Transformation dress

said to have belonged to Empress Eugénie

  • Gift of Madame Vorms-Heral
  • Vers 1873
  • Black silk taffeta brocaded with silk roses in various tones of purple, green and yellow, purple silk taffeta bias, fluted black silk ribbon.
  • GAL2000.95.1
  • Palais Galliera, musée de la Mode de la Ville de Paris

The enemies of Empress Eugénie (1826–1920) damned her as a fashion-crazed flibbertigibbet and nicknamed her 'The Rag Fairy' and 'Empress Frilly the First"; yet in fact she dressed glamorously and expensively only in order to help revive the luxury fashion industry. Generally speaking her tastes were simple, and even if she displayed an innate elegance throughout her reign, clothes for her were no more than tools – 'political outfits', she called them.

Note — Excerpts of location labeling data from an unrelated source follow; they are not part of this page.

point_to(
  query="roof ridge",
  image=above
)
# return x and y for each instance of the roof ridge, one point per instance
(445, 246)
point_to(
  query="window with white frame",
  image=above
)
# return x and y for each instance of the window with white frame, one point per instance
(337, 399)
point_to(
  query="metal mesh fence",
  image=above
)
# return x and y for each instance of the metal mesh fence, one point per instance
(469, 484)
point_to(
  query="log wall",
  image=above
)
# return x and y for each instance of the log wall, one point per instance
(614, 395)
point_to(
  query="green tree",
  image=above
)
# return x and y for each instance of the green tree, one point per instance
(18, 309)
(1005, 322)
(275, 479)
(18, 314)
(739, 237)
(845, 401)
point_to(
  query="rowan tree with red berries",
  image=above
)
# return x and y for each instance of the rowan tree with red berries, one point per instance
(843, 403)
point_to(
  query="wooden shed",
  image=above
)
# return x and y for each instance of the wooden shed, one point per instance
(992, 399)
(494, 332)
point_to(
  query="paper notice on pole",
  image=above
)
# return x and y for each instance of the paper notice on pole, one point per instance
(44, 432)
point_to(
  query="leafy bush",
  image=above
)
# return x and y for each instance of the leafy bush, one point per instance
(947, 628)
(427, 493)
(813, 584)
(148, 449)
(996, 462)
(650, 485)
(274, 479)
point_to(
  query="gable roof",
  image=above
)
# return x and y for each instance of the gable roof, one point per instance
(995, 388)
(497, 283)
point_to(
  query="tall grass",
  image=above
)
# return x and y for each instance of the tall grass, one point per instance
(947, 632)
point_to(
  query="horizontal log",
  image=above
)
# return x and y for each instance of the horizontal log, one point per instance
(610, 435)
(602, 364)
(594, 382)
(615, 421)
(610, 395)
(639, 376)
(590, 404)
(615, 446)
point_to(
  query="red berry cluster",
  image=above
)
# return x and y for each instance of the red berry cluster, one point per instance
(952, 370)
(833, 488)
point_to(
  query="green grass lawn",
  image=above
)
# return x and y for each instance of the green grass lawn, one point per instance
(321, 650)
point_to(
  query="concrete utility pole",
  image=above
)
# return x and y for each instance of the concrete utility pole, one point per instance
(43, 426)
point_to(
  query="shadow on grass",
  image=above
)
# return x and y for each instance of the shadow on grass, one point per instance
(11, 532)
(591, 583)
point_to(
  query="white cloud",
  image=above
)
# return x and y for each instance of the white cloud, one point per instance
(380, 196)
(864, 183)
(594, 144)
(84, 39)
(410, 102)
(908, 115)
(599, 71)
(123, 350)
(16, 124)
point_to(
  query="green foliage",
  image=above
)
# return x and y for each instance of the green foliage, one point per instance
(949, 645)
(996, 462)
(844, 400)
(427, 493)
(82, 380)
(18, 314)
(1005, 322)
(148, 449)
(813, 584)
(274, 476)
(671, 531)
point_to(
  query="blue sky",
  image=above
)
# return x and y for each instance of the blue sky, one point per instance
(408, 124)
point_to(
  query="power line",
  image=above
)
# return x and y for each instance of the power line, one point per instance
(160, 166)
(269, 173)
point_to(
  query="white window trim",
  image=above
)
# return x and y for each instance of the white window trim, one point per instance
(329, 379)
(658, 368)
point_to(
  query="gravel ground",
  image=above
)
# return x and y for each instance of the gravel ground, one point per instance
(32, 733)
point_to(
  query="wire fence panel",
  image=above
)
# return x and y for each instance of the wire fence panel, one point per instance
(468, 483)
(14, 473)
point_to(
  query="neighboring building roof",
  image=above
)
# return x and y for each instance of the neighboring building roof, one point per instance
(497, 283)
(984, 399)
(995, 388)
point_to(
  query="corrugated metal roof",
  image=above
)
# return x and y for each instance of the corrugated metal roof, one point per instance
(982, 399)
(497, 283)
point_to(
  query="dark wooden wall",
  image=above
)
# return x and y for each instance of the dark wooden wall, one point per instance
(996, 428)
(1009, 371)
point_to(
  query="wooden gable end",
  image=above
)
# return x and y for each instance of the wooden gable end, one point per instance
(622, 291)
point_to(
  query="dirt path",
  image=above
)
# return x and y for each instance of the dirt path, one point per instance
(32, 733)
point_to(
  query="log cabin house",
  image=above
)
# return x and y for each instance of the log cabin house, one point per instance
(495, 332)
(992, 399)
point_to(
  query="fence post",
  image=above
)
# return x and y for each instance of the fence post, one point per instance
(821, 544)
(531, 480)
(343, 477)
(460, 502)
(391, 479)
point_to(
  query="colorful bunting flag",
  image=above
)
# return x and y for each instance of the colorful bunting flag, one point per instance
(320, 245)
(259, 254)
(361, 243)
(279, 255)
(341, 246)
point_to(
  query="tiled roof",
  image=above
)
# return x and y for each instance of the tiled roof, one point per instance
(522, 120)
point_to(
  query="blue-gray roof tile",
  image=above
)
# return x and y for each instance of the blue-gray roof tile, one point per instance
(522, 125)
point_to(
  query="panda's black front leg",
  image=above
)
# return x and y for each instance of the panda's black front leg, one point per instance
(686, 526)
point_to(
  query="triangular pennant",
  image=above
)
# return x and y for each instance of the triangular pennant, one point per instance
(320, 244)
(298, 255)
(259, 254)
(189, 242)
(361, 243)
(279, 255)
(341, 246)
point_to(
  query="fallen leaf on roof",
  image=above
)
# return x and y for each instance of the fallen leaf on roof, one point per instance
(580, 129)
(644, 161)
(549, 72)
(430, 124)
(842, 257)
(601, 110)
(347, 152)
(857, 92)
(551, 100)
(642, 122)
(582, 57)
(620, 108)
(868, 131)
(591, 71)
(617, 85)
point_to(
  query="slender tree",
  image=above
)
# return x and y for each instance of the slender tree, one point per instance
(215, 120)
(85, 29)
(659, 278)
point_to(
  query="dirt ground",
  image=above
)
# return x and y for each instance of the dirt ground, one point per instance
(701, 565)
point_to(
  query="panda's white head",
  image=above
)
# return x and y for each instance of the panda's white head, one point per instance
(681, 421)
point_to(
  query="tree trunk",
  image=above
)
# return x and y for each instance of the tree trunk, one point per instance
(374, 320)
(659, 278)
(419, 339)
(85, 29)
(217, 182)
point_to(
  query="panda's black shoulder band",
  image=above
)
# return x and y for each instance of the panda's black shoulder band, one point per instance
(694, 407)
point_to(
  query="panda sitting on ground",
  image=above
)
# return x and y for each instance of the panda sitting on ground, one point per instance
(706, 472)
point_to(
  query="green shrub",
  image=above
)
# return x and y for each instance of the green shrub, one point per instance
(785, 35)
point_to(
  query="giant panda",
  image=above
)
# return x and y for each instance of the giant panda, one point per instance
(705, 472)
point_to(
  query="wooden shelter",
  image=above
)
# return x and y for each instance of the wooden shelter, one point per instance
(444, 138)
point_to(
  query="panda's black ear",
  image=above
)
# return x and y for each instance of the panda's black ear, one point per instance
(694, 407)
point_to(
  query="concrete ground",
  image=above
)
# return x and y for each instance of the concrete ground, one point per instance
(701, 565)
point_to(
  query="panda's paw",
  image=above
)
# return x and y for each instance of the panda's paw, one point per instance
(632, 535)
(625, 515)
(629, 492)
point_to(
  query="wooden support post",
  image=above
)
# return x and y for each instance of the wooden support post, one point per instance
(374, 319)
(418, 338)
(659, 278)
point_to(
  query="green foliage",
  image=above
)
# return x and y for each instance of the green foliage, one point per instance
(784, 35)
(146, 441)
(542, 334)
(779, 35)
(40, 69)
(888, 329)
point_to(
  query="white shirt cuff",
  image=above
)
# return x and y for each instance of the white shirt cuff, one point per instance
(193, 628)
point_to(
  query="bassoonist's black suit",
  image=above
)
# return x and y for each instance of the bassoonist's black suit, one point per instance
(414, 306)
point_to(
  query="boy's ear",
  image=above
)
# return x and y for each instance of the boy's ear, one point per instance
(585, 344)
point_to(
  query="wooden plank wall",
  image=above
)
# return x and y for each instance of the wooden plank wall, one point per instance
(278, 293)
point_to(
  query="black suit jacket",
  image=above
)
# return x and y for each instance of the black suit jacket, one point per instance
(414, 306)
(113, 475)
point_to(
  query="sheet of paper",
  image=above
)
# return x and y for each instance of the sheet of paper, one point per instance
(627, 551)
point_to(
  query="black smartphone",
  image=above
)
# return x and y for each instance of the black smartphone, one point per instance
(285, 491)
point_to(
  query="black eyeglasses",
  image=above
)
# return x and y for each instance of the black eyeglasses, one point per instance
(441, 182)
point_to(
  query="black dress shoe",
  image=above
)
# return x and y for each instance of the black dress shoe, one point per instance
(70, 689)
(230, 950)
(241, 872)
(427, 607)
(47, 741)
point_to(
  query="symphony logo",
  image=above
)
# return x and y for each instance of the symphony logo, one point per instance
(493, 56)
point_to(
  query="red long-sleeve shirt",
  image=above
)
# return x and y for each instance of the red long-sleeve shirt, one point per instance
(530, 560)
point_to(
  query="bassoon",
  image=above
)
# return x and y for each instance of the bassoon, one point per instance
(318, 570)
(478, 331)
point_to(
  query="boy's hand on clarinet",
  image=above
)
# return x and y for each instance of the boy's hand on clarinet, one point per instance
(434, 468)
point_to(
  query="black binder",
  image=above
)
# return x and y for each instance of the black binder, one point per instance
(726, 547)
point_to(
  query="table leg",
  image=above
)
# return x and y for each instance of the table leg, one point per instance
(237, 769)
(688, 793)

It is said that great-grandfather of the donor of this dress was Emperor Napoleon III's physician and that Empress Eugénie gave the doctor's wife this dress as a token of gratitude. The shape of the dress – for conservation reasons only the bodice is shown – indicates a date around 1873, when the former Empress was living in exile in England after the defeat by Prussia at Sedan. Few of the Empress's clothes have survived: most of them were given away during her lifetime, in imitation of the practice of the Ancien Régime, and the tragic end of imperial rule in France would hardly have been conducive to the keeping of souvenirs.